Intelsat, Ltd. said that its Intelsat Americas-7 satellite experienced a sudden and unexpected electrical distribution anomaly that caused the permanent loss of the spacecraft on 28 November 2004 at approximately 2:30 am EST. Intelsat has made alternative capacity available to most of its IA-7 customers, many of whom have already had their services restored. The company is working with Space/Systems Loral, the manufacturer of the satellite, to identify the cause of the problem.
The satellite, which operated at 129(degree) West, was launched in September 1999 and covered the continental U.S., Alaska, Hawaii, Canada, Central America, and parts of South America. It was used to provide digital programming in the Cable Zone, direct-to-user programming, and Internet and data applications to North/Central/South America.

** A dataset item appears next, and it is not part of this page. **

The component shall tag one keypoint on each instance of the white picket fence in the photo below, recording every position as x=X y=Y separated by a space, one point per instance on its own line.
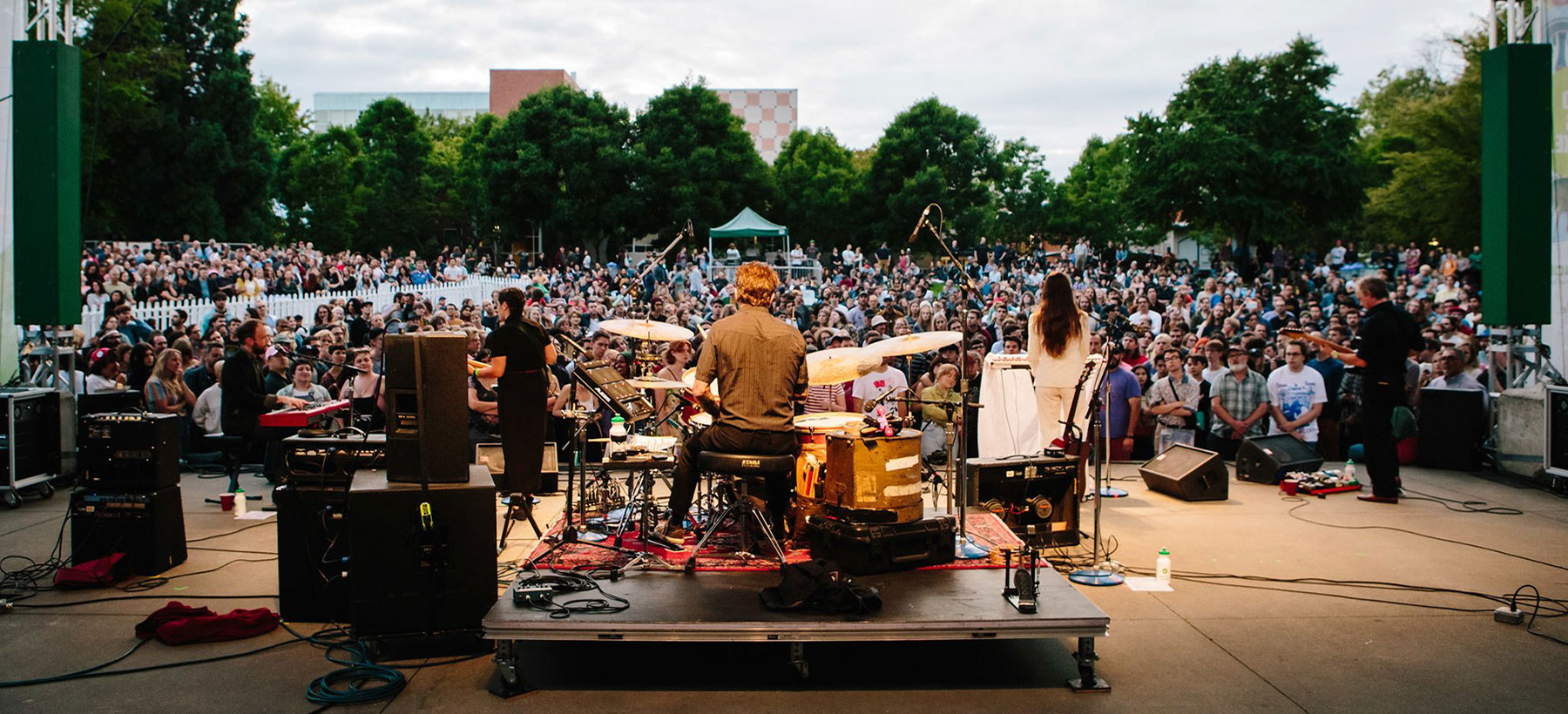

Intelsat already has plans to launch the IA-8 satellite, currently scheduled to occur on 17 December 2004. The new satellite will provide 36 Ku-band, and 24 C-band, equivalent transponders to the Intelsat North American fleet and help mitigate the impact of the permanent loss of IA-7.
Intelsat signed a Transaction Agreement and Plan of Amalgamation for the sale of Intelsat last August 2004, between Intelsat, Ltd., Intelsat (Bermuda), Ltd., Zeus Holdings Limited, Zeus Merger One Limited and Zeus Merger Two Limited. According to the agreement, the total loss of the IA-7 satellite would give the purchasers the right not to consummate the acquisition of Intelsat. The purchaser, Zeus Holdings Limited, has advised Intelsat it is evaluating the impact of the IA-7 failure.